NL/BG 18.36

Śrī Śrīmad A.C. Bhaktivedanta Swami Prabhupāda


VERS 36

सुखं त्विदानीं त्रिविधं शृणु मे भरतर्षभ ।
अभ्यासाद्रमते यत्र दुःखान्तं च निगच्छति ॥३६॥
sukhaṁ tv idānīṁ tri-vidhaṁ
śṛṇu me bharatarṣabha
abhyāsād ramate yatra
duḥkhāntaṁ ca nigacchati

WOORD-VOOR-WOORD-VERTALINGEN

sukham — geluk; tu — maar; idānīm — nu; tri-vidham — in drie soorten; śṛṇu — hoor; me — van Mij; bharata-ṛṣabha — o beste onder de Bhārata’s; abhyāsāt — door beoefening; ramate — men geniet; yatra — waar; duḥkha — van ellende; antam — het einde; ca — ook; nigacchati — krijgt.

VERTALING

O beste onder de Bhārata’s, hoor nu van Mij over de drie soorten geluk waardoor de geconditioneerde ziel geniet en waardoor soms al haar ellende beëindigd wordt.

COMMENTAAR

Een geconditioneerde ziel probeert keer op keer materieel geluk te genieten. Op die manier kauwt ze dat wat al gekauwd is. Maar soms raakt ze tijdens zulk geluk bevrijd van materiële verstrikking door met een grote ziel om te gaan.

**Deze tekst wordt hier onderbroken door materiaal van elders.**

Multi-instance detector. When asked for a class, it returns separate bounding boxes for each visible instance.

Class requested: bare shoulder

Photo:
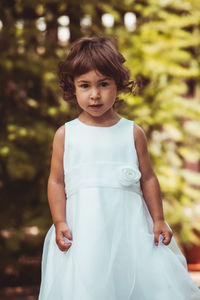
[49,124,65,181]
[133,123,148,149]
[133,122,155,180]
[54,124,65,140]
[52,124,65,152]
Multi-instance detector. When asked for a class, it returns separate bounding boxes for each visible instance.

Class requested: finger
[57,239,72,252]
[162,232,172,245]
[154,232,160,246]
[60,237,72,246]
[56,233,72,251]
[59,243,72,252]
[57,229,72,243]
[162,238,170,245]
[63,229,73,240]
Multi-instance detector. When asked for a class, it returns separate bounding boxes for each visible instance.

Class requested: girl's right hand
[55,221,73,252]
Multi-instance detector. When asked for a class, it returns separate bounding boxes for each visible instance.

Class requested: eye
[101,82,109,87]
[79,84,89,88]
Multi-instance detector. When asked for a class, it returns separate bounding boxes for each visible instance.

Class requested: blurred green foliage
[0,0,200,286]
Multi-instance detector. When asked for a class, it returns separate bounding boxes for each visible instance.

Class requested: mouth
[89,104,103,109]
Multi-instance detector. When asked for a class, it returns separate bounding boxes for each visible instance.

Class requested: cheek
[109,87,118,98]
[76,91,87,103]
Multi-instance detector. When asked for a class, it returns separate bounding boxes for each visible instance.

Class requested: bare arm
[48,125,72,251]
[134,124,164,223]
[134,124,173,245]
[48,125,66,224]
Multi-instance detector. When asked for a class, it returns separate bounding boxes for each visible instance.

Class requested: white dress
[38,116,200,300]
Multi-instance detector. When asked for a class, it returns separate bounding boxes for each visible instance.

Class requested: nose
[90,87,100,99]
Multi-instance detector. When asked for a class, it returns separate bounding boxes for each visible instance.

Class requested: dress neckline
[76,117,123,128]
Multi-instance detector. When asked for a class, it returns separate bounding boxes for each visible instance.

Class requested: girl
[38,36,200,299]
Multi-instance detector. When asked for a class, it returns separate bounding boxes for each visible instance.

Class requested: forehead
[74,70,112,82]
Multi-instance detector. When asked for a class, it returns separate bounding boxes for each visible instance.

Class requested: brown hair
[58,35,137,108]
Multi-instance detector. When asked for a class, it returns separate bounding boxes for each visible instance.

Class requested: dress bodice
[63,117,142,198]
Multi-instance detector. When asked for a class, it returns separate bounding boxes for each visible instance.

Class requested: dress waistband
[64,162,143,198]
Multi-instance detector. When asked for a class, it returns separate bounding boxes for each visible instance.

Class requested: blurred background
[0,0,200,298]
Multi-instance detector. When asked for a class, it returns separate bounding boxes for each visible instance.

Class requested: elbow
[48,175,64,187]
[140,171,157,184]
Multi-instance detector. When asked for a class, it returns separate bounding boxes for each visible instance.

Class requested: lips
[89,104,103,110]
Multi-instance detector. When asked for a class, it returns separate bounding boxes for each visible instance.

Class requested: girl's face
[74,70,118,119]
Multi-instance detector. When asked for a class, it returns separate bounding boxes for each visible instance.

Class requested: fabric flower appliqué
[118,166,141,187]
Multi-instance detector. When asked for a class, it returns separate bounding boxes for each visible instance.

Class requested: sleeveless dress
[38,116,200,300]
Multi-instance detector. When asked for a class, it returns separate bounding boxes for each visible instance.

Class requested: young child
[38,36,200,300]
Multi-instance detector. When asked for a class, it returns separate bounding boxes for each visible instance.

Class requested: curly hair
[58,35,137,108]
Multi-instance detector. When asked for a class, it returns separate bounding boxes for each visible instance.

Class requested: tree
[0,0,200,287]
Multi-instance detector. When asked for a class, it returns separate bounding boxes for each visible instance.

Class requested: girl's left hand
[153,220,173,246]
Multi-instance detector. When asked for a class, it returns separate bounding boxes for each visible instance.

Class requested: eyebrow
[77,77,111,83]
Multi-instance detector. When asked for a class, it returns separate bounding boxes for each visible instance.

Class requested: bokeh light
[101,13,114,28]
[124,12,136,31]
[36,17,46,31]
[58,15,70,26]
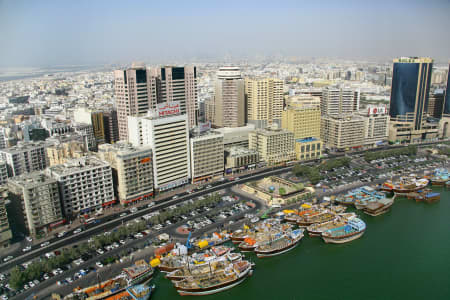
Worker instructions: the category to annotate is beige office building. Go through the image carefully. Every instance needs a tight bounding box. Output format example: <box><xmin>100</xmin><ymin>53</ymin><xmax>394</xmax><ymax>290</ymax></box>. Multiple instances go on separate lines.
<box><xmin>321</xmin><ymin>115</ymin><xmax>365</xmax><ymax>150</ymax></box>
<box><xmin>245</xmin><ymin>78</ymin><xmax>284</xmax><ymax>128</ymax></box>
<box><xmin>215</xmin><ymin>124</ymin><xmax>256</xmax><ymax>148</ymax></box>
<box><xmin>98</xmin><ymin>142</ymin><xmax>153</xmax><ymax>205</ymax></box>
<box><xmin>7</xmin><ymin>172</ymin><xmax>63</xmax><ymax>236</ymax></box>
<box><xmin>362</xmin><ymin>108</ymin><xmax>390</xmax><ymax>147</ymax></box>
<box><xmin>282</xmin><ymin>95</ymin><xmax>321</xmax><ymax>139</ymax></box>
<box><xmin>128</xmin><ymin>110</ymin><xmax>191</xmax><ymax>192</ymax></box>
<box><xmin>249</xmin><ymin>126</ymin><xmax>295</xmax><ymax>165</ymax></box>
<box><xmin>0</xmin><ymin>187</ymin><xmax>12</xmax><ymax>247</ymax></box>
<box><xmin>190</xmin><ymin>130</ymin><xmax>224</xmax><ymax>183</ymax></box>
<box><xmin>213</xmin><ymin>67</ymin><xmax>245</xmax><ymax>128</ymax></box>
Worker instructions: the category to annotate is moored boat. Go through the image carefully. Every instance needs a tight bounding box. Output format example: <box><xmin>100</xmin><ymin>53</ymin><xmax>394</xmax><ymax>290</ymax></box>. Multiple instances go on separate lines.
<box><xmin>296</xmin><ymin>212</ymin><xmax>335</xmax><ymax>227</ymax></box>
<box><xmin>363</xmin><ymin>198</ymin><xmax>394</xmax><ymax>216</ymax></box>
<box><xmin>306</xmin><ymin>213</ymin><xmax>356</xmax><ymax>237</ymax></box>
<box><xmin>254</xmin><ymin>229</ymin><xmax>304</xmax><ymax>258</ymax></box>
<box><xmin>321</xmin><ymin>217</ymin><xmax>366</xmax><ymax>244</ymax></box>
<box><xmin>173</xmin><ymin>260</ymin><xmax>253</xmax><ymax>296</ymax></box>
<box><xmin>122</xmin><ymin>260</ymin><xmax>154</xmax><ymax>286</ymax></box>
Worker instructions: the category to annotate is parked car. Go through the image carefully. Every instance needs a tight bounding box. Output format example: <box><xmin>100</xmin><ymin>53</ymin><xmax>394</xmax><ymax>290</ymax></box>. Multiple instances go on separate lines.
<box><xmin>73</xmin><ymin>228</ymin><xmax>83</xmax><ymax>234</ymax></box>
<box><xmin>96</xmin><ymin>261</ymin><xmax>104</xmax><ymax>268</ymax></box>
<box><xmin>22</xmin><ymin>246</ymin><xmax>32</xmax><ymax>252</ymax></box>
<box><xmin>119</xmin><ymin>212</ymin><xmax>127</xmax><ymax>217</ymax></box>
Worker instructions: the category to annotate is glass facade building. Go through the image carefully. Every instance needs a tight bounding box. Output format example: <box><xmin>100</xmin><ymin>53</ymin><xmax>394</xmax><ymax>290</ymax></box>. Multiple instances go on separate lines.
<box><xmin>389</xmin><ymin>57</ymin><xmax>433</xmax><ymax>130</ymax></box>
<box><xmin>445</xmin><ymin>64</ymin><xmax>450</xmax><ymax>115</ymax></box>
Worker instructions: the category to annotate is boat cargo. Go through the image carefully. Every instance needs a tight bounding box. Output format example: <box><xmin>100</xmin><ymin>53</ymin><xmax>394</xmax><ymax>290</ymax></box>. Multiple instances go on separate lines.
<box><xmin>321</xmin><ymin>217</ymin><xmax>366</xmax><ymax>244</ymax></box>
<box><xmin>254</xmin><ymin>229</ymin><xmax>304</xmax><ymax>258</ymax></box>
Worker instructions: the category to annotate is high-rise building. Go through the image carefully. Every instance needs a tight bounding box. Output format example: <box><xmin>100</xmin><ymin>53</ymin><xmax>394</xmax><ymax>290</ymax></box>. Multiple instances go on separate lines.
<box><xmin>282</xmin><ymin>95</ymin><xmax>321</xmax><ymax>140</ymax></box>
<box><xmin>97</xmin><ymin>142</ymin><xmax>153</xmax><ymax>205</ymax></box>
<box><xmin>213</xmin><ymin>67</ymin><xmax>245</xmax><ymax>128</ymax></box>
<box><xmin>46</xmin><ymin>156</ymin><xmax>114</xmax><ymax>218</ymax></box>
<box><xmin>282</xmin><ymin>95</ymin><xmax>323</xmax><ymax>160</ymax></box>
<box><xmin>190</xmin><ymin>127</ymin><xmax>224</xmax><ymax>183</ymax></box>
<box><xmin>103</xmin><ymin>109</ymin><xmax>119</xmax><ymax>144</ymax></box>
<box><xmin>245</xmin><ymin>78</ymin><xmax>284</xmax><ymax>128</ymax></box>
<box><xmin>388</xmin><ymin>57</ymin><xmax>438</xmax><ymax>142</ymax></box>
<box><xmin>7</xmin><ymin>172</ymin><xmax>63</xmax><ymax>236</ymax></box>
<box><xmin>321</xmin><ymin>115</ymin><xmax>365</xmax><ymax>151</ymax></box>
<box><xmin>150</xmin><ymin>66</ymin><xmax>198</xmax><ymax>129</ymax></box>
<box><xmin>444</xmin><ymin>64</ymin><xmax>450</xmax><ymax>116</ymax></box>
<box><xmin>114</xmin><ymin>64</ymin><xmax>158</xmax><ymax>141</ymax></box>
<box><xmin>389</xmin><ymin>57</ymin><xmax>433</xmax><ymax>130</ymax></box>
<box><xmin>427</xmin><ymin>90</ymin><xmax>445</xmax><ymax>119</ymax></box>
<box><xmin>128</xmin><ymin>102</ymin><xmax>191</xmax><ymax>192</ymax></box>
<box><xmin>115</xmin><ymin>65</ymin><xmax>199</xmax><ymax>140</ymax></box>
<box><xmin>249</xmin><ymin>126</ymin><xmax>295</xmax><ymax>165</ymax></box>
<box><xmin>361</xmin><ymin>106</ymin><xmax>390</xmax><ymax>147</ymax></box>
<box><xmin>321</xmin><ymin>87</ymin><xmax>359</xmax><ymax>116</ymax></box>
<box><xmin>74</xmin><ymin>107</ymin><xmax>106</xmax><ymax>144</ymax></box>
<box><xmin>0</xmin><ymin>187</ymin><xmax>12</xmax><ymax>247</ymax></box>
<box><xmin>0</xmin><ymin>141</ymin><xmax>48</xmax><ymax>177</ymax></box>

Met andere woorden, een geconditioneerde ziel houdt zich altijd bezig met een bepaalde vorm van zinsbevrediging, maar wanneer ze door omgang met goede personen inziet dat wat ze aan het doen is eigenlijk een voortdurende herhaling is van hetzelfde en ze bewust wordt gemaakt van haar ware Kṛṣṇa-bewustzijn, raakt ze soms bevrijd van zulk zogenaamd geluk dat zich voortdurend herhaalt.